Mn ²⁺, Co²⁺ ions double doped ZnS was obtained via co-precipitation technique under room temperature. The doping concentration of Mn²⁺ was fixed as 2 at. wt% and Co²⁺ was varied from 0 to 3%. The synthesized products were analyzed using XRD, SEM, EDX, UV–vis optical study, FT-IR spectra and PL spectra. The synthesized nanostructures size was determined from XRD results and they were in the range of 2.9 to 3.7 nm and the size was increased for Co²⁺ 1 at. wt% doping. All the samples had a cubic structure without a trace of any secondary phases. The optical band gap values are red-shifted due to the increase of Co²⁺ concentration. A higher UV–vis optical transmittance was offered by 1 at. wt% Co²⁺ doped Mn:ZnS nanostructures. PL emissions noticed at 472 and 592 nm. These blue and orange emissions were addressed by the creation of trap states due to the incorporation of Co²⁺ ions and the emission intensity was increased at higher composition of dopant. The creation of more charge carriers and the generation of defects are responsible for the improved catalytic behavior in Co = 2% doped Zn_0.98Mn_0.02S which established superior efficiency after sex re-cycling progression.

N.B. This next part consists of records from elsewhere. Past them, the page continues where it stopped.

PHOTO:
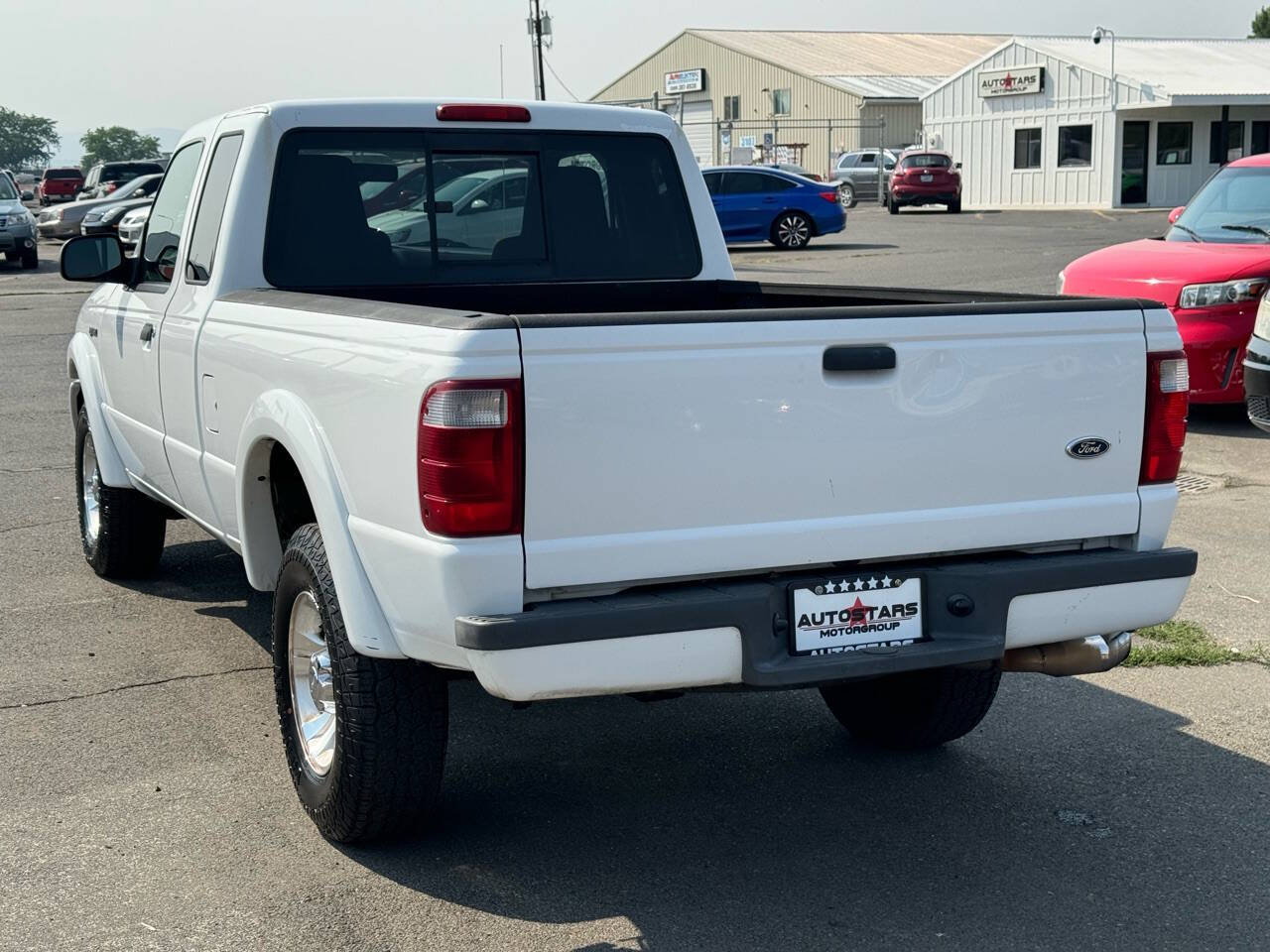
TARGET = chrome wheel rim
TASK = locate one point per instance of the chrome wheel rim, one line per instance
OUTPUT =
(313, 689)
(793, 231)
(90, 492)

在室温下通过共沉淀技术获得Mn ²⁺、Co ²⁺离子双掺杂ZnS。Mn ²⁺的掺杂浓度固定为^2at。wt% 和 Co ²⁺在0 到 3% 之间变化。的合成使用XRD，SEM，EDX，紫外-可见光的研究中，FT-IR光谱和光致发光光谱的产品进行了分析。合成的纳米结构尺寸由 XRD 结果确定，它们在2.9 到 3.7 nm的范围内， Co ²⁺ 1 at的尺寸增加。wt% 掺杂。所有样品都具有立方结构，没有任何二次相的痕迹。由于 Co ²⁺的增加，光学带隙值发生红移专注。1 at 提供了更高的 UV-vis 光学透射率。wt% Co ²⁺掺杂的Mn:ZnS纳米结构。在 472 和 592 nm 处观察到 PL 发射。这些蓝色和橙色发射通过由于引入 Co ²⁺离子而产生陷阱态来解决，并且发射强度在更高的掺杂剂组成下增加。更多电荷载流子的产生和缺陷的产生是 Co = 2% 掺杂的 Zn _0.98 Mn _0.02 S 中催化行为改善的原因，这在性循环进程后建立了卓越的效率。